In the days between Christmas and New Year’s, no one expects us to produce anything. I call it the “Golden Week” because it’s a time of fewer outside demands when I can re-think priorities, throw stuff out, rearrange storage space, and face that pile of paper that’s been looking at me accusingly since September.
This morning I tackled folders in my file cabinet. I won’t say it’s been a while, but I found some emails I had printed out in 2004 and an instruction manual from three laptops ago.
I love getting rid of things—when I get around to it. Clearing the decks frees up my mind to receive new inspiration. Pitching things that aren’t useful anymore makes life seem less complicated.
This is also a good time to think what resentments we’ve packed away in our mental files—because they were never useful.
Is there someone we’ve been wishing for years would change? Who makes snide remarks, always has to be right, or interrupts while we’re speaking? One psychologist challenges us to ask ourselves, “How many more years will I need to conclude that’s just what she does?”

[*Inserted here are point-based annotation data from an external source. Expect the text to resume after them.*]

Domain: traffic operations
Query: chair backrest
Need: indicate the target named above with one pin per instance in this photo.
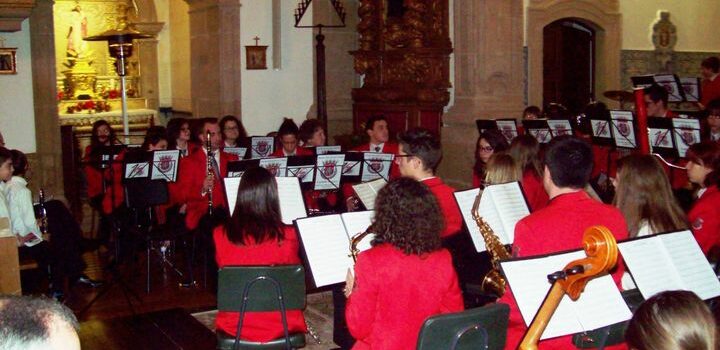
(232, 280)
(439, 332)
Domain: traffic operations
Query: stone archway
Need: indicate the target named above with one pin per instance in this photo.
(602, 15)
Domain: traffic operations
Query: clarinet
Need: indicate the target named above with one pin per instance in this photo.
(210, 170)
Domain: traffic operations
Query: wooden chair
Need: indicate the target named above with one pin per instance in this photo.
(480, 328)
(261, 288)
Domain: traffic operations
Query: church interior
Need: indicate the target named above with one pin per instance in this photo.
(440, 65)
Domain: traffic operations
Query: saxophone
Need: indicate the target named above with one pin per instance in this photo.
(493, 282)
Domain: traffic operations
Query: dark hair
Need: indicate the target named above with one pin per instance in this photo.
(154, 135)
(308, 129)
(19, 162)
(94, 141)
(407, 216)
(570, 161)
(173, 131)
(712, 63)
(26, 320)
(496, 140)
(657, 93)
(707, 154)
(644, 194)
(256, 217)
(242, 134)
(672, 320)
(288, 127)
(424, 145)
(370, 123)
(532, 110)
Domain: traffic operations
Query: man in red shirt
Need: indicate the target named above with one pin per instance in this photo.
(560, 225)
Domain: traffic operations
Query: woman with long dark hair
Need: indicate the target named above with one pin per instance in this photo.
(255, 235)
(386, 305)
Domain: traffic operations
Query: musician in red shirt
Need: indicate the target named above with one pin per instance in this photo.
(560, 225)
(386, 305)
(255, 235)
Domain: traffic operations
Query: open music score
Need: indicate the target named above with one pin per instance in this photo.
(292, 205)
(367, 192)
(501, 206)
(669, 261)
(326, 242)
(600, 305)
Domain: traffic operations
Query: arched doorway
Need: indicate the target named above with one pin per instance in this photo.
(568, 64)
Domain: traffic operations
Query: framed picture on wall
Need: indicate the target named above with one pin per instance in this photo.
(8, 62)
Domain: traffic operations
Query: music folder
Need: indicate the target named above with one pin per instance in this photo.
(599, 305)
(669, 261)
(325, 242)
(290, 196)
(501, 206)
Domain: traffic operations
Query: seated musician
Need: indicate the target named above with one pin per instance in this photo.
(672, 320)
(643, 195)
(703, 169)
(288, 137)
(387, 304)
(255, 235)
(560, 225)
(526, 151)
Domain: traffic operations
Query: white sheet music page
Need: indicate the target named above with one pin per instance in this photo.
(292, 205)
(357, 222)
(599, 305)
(465, 200)
(692, 265)
(327, 248)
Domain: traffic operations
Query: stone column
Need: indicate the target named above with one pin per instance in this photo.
(488, 54)
(215, 69)
(47, 165)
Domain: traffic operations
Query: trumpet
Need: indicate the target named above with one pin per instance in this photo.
(493, 282)
(210, 170)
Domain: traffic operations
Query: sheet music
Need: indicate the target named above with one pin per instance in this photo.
(599, 305)
(367, 192)
(327, 247)
(376, 165)
(465, 200)
(329, 171)
(292, 205)
(357, 222)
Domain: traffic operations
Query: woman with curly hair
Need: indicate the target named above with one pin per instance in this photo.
(387, 304)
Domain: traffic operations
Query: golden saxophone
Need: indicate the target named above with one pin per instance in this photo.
(493, 282)
(210, 170)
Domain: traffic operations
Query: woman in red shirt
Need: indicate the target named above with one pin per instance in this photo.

So maybe I could decide now to accept it, stop taking it personally, and start appreciating her for who she is. It could be refreshing—like throwing out ancient emails with their outdated messages.
My biggest New Year’s resolution is to be more intentional about my priorities, plans, and how I spend my time. That includes the time I spend wishing other people would change. With God’s help, my new habit will be to look for what God loves about a person and love them for who they are, not wait until they decide to fit my preferences.
My friend Terry prays, “Bless them, change me.” A quick prayer for someone we wish would change will set our soul going in the right direction to make the most of this beautiful New Year.